Thank you to Kerry D'Agostino, a wonderful person and tireless champion of this book—thank you for believing in this novel and in me. Thank you to Margaux Weisman for so carefully reading, editing, and supporting this book, and for so keenly understanding my vision for it. I am beyond lucky to work with both of you. Thank you to the entire team at William Morrow and HarperCollins for your dedicated work on this book.

Thank you to Lindsey Kurz, Julia Koets, Rochelle Hurt, and Steven Stanley (Go Orangers)—you couldn't have known it, but through the dark of writing this book you were four points of the brightest kind of light.

Thank you to the generous support of the University of Cincinnati, the Sewanee Writers' Conference where the first chapter of this novel was workshopped, and to Emily Nemens for excerpting the first chapter in
The Southern Review
. Thank you to Leslie Jill Patterson for publishing the short story in
Iron Horse Literary Review
that eventually became this novel. Thank you to the
Denver Post
for their archive of the Columbine shooting, which shaped my understanding of mass tragedy and its scale within a community.
Thank you to the Public Library of Cincinnati for providing a multiplicity of textbooks on crime scene and fire investigation. Thank you to the inspiration of my colleagues and students at Santa Fe University of Art and Design.
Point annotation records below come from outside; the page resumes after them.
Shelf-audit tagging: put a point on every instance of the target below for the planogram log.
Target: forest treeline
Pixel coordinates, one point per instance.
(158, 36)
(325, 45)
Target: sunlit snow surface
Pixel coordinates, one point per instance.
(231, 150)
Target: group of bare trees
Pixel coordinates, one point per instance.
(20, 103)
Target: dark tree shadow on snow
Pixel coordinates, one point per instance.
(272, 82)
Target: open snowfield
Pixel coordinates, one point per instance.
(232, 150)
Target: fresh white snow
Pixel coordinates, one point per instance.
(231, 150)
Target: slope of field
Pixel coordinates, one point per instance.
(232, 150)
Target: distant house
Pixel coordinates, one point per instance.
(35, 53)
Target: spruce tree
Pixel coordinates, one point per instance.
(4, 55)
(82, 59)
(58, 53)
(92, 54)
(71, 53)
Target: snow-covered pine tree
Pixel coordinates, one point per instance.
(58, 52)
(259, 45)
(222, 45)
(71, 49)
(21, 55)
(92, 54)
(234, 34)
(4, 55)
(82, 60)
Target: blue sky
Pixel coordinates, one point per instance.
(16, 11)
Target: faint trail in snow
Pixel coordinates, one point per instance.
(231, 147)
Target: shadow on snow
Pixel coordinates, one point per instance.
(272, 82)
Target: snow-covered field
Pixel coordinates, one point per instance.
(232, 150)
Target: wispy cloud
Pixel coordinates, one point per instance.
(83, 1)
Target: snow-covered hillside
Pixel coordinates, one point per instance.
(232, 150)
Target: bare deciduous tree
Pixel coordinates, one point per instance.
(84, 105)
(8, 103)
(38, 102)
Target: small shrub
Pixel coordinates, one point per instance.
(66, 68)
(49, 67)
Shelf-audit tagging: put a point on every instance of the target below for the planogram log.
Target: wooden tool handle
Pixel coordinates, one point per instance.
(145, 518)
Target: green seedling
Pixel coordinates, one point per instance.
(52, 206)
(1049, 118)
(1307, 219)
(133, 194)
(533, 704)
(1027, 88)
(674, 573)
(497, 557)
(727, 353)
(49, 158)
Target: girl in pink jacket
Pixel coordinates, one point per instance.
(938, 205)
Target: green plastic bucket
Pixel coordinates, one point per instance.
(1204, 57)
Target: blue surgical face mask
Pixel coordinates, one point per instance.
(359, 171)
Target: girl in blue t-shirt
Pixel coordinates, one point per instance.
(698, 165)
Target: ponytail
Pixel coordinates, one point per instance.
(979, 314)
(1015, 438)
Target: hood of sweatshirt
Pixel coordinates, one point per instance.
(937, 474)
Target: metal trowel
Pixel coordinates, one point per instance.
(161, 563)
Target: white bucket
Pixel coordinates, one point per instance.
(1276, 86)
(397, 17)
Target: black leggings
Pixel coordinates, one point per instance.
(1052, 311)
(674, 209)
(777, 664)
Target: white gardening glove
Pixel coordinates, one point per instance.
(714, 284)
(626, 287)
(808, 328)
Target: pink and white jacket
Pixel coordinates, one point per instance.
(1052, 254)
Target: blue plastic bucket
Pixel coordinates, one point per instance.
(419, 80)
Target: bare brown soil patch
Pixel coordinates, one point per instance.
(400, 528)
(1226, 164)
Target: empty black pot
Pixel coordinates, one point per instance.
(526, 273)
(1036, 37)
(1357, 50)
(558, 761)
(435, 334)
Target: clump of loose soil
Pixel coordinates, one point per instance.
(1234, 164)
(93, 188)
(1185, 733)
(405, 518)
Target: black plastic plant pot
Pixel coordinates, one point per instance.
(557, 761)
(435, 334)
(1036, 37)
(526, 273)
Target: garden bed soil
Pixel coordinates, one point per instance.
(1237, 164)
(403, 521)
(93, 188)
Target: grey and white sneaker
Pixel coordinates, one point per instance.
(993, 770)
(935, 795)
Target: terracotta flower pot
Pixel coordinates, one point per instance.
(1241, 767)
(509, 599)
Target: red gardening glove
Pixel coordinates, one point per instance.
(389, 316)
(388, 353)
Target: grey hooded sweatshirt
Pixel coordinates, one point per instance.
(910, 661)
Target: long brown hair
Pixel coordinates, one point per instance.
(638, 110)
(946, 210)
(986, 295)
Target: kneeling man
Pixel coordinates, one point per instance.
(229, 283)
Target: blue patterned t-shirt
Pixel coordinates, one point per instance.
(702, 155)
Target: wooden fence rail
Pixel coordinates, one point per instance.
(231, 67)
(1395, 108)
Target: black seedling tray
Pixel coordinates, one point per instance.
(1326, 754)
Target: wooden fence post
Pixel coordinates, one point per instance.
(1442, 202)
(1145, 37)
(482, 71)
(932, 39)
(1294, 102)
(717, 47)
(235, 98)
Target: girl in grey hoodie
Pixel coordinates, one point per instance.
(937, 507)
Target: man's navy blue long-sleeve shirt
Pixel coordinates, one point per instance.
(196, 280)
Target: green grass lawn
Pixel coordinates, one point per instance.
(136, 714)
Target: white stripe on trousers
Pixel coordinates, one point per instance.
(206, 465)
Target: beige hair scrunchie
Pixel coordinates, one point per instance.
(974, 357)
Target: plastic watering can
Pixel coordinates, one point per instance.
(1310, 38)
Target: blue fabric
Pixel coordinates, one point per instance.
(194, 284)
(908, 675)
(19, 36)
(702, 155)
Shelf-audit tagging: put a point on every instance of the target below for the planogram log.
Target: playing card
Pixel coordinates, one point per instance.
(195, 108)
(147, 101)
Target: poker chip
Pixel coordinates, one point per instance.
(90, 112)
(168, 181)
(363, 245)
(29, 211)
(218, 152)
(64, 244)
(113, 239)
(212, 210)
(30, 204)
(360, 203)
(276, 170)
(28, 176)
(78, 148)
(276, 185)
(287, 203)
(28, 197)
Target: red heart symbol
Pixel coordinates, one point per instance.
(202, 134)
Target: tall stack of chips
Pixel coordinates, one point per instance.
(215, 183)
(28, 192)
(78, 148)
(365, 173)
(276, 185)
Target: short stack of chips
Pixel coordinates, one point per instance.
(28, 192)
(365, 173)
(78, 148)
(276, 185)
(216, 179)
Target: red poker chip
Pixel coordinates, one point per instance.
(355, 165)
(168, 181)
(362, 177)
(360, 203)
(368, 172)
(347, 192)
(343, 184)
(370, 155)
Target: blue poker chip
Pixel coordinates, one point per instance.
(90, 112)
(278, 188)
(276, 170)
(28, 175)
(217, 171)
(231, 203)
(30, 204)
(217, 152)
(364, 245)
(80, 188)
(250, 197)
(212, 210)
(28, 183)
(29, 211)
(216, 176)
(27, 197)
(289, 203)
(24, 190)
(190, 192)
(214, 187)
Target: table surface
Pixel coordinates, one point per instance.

Thank you to St. Louis, my home and my heart.

Thank you always and forever to my parents, Michael and Maureen Valente, to my sister, Michelle, and to Jeff, Noa, and Salem. If there is understanding of family and what it means to love in these pages, it is because of you.

And to Josh Finnell, the very earliest reader, for seeing me through every step of the journey this book had to take—thank you for following me through the dark.